Enter Camilla Long, one of the orthodoxy’s currently most favoured waspish dessicators of reasoned argument: she interviews Professor Nutt for the Sunday Times and the resultant array of words is released under a headline (which, admittedly Ms Long didn’t write) that almost redefines purility ‘David Nutt: Give me ’shrooms and I’ll be good’. The diminutive here, which is very much the language of the student drug user, is surreptitiously set up through use of the first person working in combination with a sneaky colon to set up the false appearance of a quotation. Conventions of writing mean that if it is not in inverted commas that we do and should not read it as a quote, but the colon makes it appear as if these words carry, at least, the very kernel of meaning enveloped in Professor Nutt’s responses to Long’s probing questions. The subheading further leads the reader towards the conclusion that this witty, intelligent and highly qualified man is unhinged to the point of being a dangerous maniac: ‘The former drug tsar claims the law is preventing him from curing depression — with magic mushrooms’. The verb “claims” is chosen here to suggest to the readers, against all logic, that his assertion that he is not allowed to run a controlled scientific investigation into whether magic mushrooms might have some clinical use in curing depression is just that: an assertion: one of wild opinion. The subtext that the sub-editor who created the sub-intelligent sub-heading is implying here is correct: it is an assertion, but it is one of fact: law prevents such studies as magic mushrooms, regardless of the fact that they are scientifically proven to be the least harmful of any recreational drug, are categorized as Class ‘A’ and are therefore, by law, not to be used in clinical trials. (Even Long admits, “Under the current law he would need an expensive licence just to hold the drug, which has the same classification as crack cocaine)” . The dash employed further leads us to the conclusion that the Professor is not only Nutt by name as it implies a similar pause to that of the ellipsis … wait for it … here we go … he says it can be cured by … and I’m not kiddin’ ya here … magic mushrooms. The exclamation mark is implied.

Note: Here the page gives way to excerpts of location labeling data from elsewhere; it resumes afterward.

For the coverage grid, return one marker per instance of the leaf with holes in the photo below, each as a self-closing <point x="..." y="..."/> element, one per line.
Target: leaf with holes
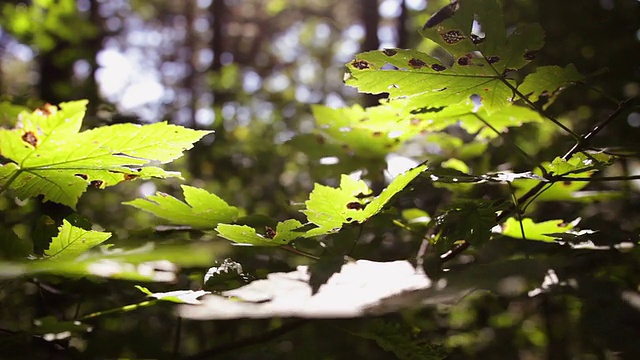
<point x="49" y="156"/>
<point x="202" y="209"/>
<point x="246" y="235"/>
<point x="548" y="81"/>
<point x="330" y="208"/>
<point x="73" y="241"/>
<point x="479" y="65"/>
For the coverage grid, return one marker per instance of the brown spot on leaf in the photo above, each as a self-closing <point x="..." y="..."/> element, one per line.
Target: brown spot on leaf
<point x="363" y="195"/>
<point x="530" y="55"/>
<point x="354" y="205"/>
<point x="493" y="59"/>
<point x="47" y="110"/>
<point x="30" y="138"/>
<point x="476" y="39"/>
<point x="389" y="52"/>
<point x="464" y="61"/>
<point x="417" y="63"/>
<point x="360" y="64"/>
<point x="269" y="232"/>
<point x="452" y="37"/>
<point x="508" y="71"/>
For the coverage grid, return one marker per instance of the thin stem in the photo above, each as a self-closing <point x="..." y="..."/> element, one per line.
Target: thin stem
<point x="122" y="309"/>
<point x="536" y="108"/>
<point x="293" y="250"/>
<point x="584" y="140"/>
<point x="605" y="178"/>
<point x="360" y="228"/>
<point x="243" y="343"/>
<point x="176" y="343"/>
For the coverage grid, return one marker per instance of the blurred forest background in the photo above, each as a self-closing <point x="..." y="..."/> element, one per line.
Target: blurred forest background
<point x="250" y="70"/>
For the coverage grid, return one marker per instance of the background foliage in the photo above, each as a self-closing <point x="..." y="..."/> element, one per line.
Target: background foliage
<point x="525" y="222"/>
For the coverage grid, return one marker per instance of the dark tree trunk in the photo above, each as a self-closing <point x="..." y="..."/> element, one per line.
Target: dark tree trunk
<point x="371" y="20"/>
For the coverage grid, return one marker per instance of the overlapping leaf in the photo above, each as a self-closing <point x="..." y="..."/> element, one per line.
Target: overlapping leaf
<point x="535" y="231"/>
<point x="379" y="130"/>
<point x="580" y="165"/>
<point x="201" y="210"/>
<point x="49" y="156"/>
<point x="73" y="241"/>
<point x="246" y="235"/>
<point x="146" y="263"/>
<point x="327" y="208"/>
<point x="330" y="208"/>
<point x="478" y="64"/>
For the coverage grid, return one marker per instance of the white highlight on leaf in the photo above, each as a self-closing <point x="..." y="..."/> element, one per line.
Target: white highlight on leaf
<point x="358" y="289"/>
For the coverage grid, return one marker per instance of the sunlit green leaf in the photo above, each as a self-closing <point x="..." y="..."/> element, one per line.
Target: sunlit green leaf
<point x="73" y="241"/>
<point x="329" y="208"/>
<point x="50" y="157"/>
<point x="146" y="263"/>
<point x="179" y="296"/>
<point x="535" y="231"/>
<point x="12" y="247"/>
<point x="201" y="210"/>
<point x="243" y="234"/>
<point x="548" y="80"/>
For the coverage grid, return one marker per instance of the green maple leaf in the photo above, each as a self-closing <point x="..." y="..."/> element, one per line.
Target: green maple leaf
<point x="580" y="165"/>
<point x="479" y="65"/>
<point x="201" y="210"/>
<point x="246" y="235"/>
<point x="352" y="202"/>
<point x="48" y="155"/>
<point x="549" y="80"/>
<point x="535" y="231"/>
<point x="73" y="241"/>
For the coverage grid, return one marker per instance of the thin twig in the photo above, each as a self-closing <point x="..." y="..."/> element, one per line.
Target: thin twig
<point x="293" y="250"/>
<point x="176" y="343"/>
<point x="581" y="142"/>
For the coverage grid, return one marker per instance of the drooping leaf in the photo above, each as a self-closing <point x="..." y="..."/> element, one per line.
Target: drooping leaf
<point x="548" y="80"/>
<point x="580" y="165"/>
<point x="423" y="79"/>
<point x="49" y="156"/>
<point x="52" y="329"/>
<point x="379" y="130"/>
<point x="322" y="270"/>
<point x="535" y="231"/>
<point x="246" y="235"/>
<point x="201" y="210"/>
<point x="354" y="291"/>
<point x="73" y="241"/>
<point x="330" y="208"/>
<point x="146" y="263"/>
<point x="479" y="65"/>
<point x="12" y="247"/>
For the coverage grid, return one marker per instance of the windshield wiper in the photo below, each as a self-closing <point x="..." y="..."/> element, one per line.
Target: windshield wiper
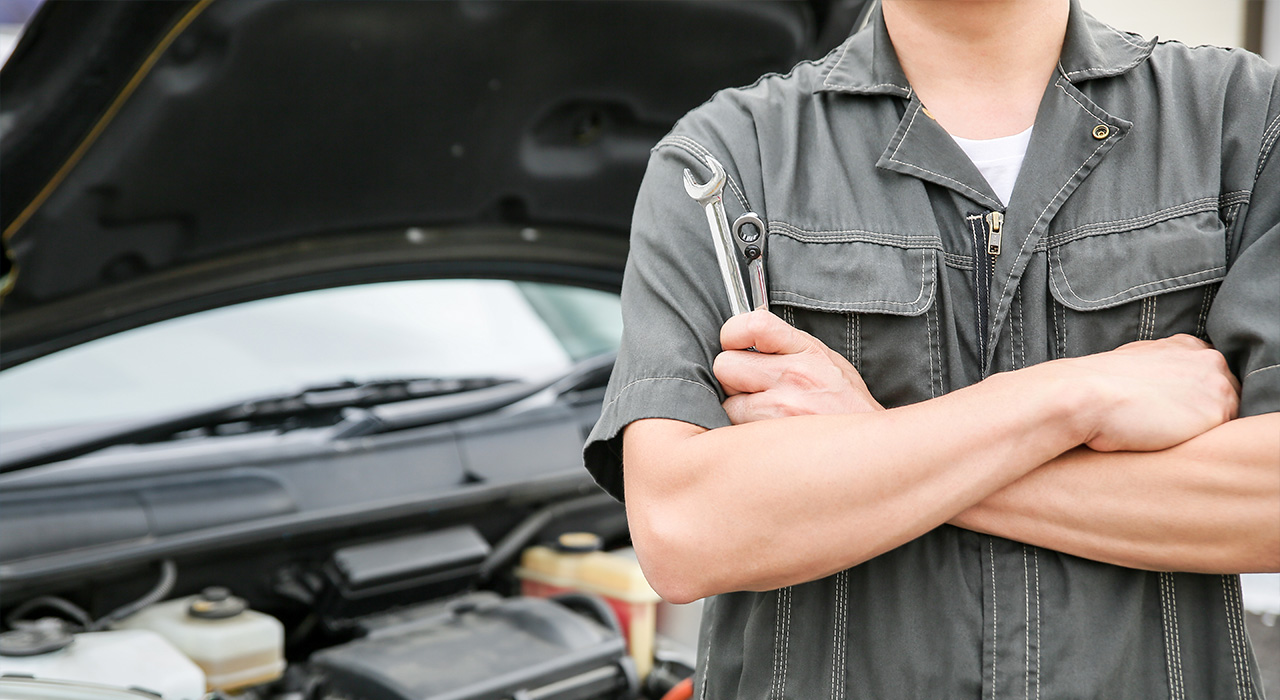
<point x="312" y="406"/>
<point x="351" y="408"/>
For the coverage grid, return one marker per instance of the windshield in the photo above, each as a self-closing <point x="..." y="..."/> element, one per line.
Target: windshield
<point x="387" y="330"/>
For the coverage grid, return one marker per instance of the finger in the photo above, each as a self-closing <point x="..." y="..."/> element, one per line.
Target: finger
<point x="741" y="371"/>
<point x="766" y="333"/>
<point x="744" y="408"/>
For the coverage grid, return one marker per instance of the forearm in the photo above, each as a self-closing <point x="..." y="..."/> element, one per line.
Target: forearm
<point x="771" y="503"/>
<point x="1210" y="504"/>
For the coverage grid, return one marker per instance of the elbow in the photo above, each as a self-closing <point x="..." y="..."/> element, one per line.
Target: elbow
<point x="667" y="553"/>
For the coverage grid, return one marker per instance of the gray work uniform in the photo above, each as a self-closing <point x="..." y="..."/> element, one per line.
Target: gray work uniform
<point x="1148" y="205"/>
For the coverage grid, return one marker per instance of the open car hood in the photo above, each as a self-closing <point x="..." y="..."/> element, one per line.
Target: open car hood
<point x="151" y="149"/>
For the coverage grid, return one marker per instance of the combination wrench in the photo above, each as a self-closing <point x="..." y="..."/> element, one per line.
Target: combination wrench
<point x="748" y="230"/>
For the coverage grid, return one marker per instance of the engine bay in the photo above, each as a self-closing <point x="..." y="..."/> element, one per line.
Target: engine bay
<point x="552" y="608"/>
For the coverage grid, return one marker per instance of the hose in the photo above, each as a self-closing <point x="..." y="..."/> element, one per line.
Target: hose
<point x="18" y="614"/>
<point x="522" y="534"/>
<point x="163" y="588"/>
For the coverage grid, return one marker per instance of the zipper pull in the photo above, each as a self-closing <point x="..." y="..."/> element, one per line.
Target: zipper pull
<point x="995" y="222"/>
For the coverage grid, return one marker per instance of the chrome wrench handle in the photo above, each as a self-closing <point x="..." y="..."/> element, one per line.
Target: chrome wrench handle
<point x="708" y="195"/>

And then we read the article ... It starts with, “Oh my God, he’s bonkers — in the way only West Country people really can be . He jiggles and giggles and gives little whoops — by the end of the interview I feel quite seasick.”

Subjecting to this to any analysis would not only be treating a turd to a little spit and elbow grease, it would be rolling it in entirely unwarranted glitter. From this low start, Long proceeds with a barrage of shots so bludgeoningly cheap that they insult her own profession “The British Neuroscience Association is having its annual group toke — sorry, conference.” How flimsy is this? Flimsy indeed. When covering the illegality of ecstasy in couples therapy and remarking on its beneficial aspects, that the drug “has long been shown to help get rid of all that aggression and hate and antipathy that builds up, so you can see the person as they were when you were first in love.” Long reposts the awful question, “But isn’t that the best part of a relationship?” She, as the representative of an organ that exists to control voting intention, to keep hierarchies as they are, argues in favour of unhappiness, repression and resentment. Her views and her role in expressing them are respected by the past, current and future governors of British society, many of whom are former colleagues of hers. The Times here is revealed to be little more than the Daily Mail for people with ‘O’ levels: the achievement of which has left them deluded as to their standard of literacy.

She concludes her piece, as is the convention of the extended insult with, “He seems such a nice man” but follows this up with the final slamdunk, “But I don’t know if I’d leave him in charge of a pub quiz.”

The orthodoxy has stated its position on taking an evidence-based approach to drugs harm.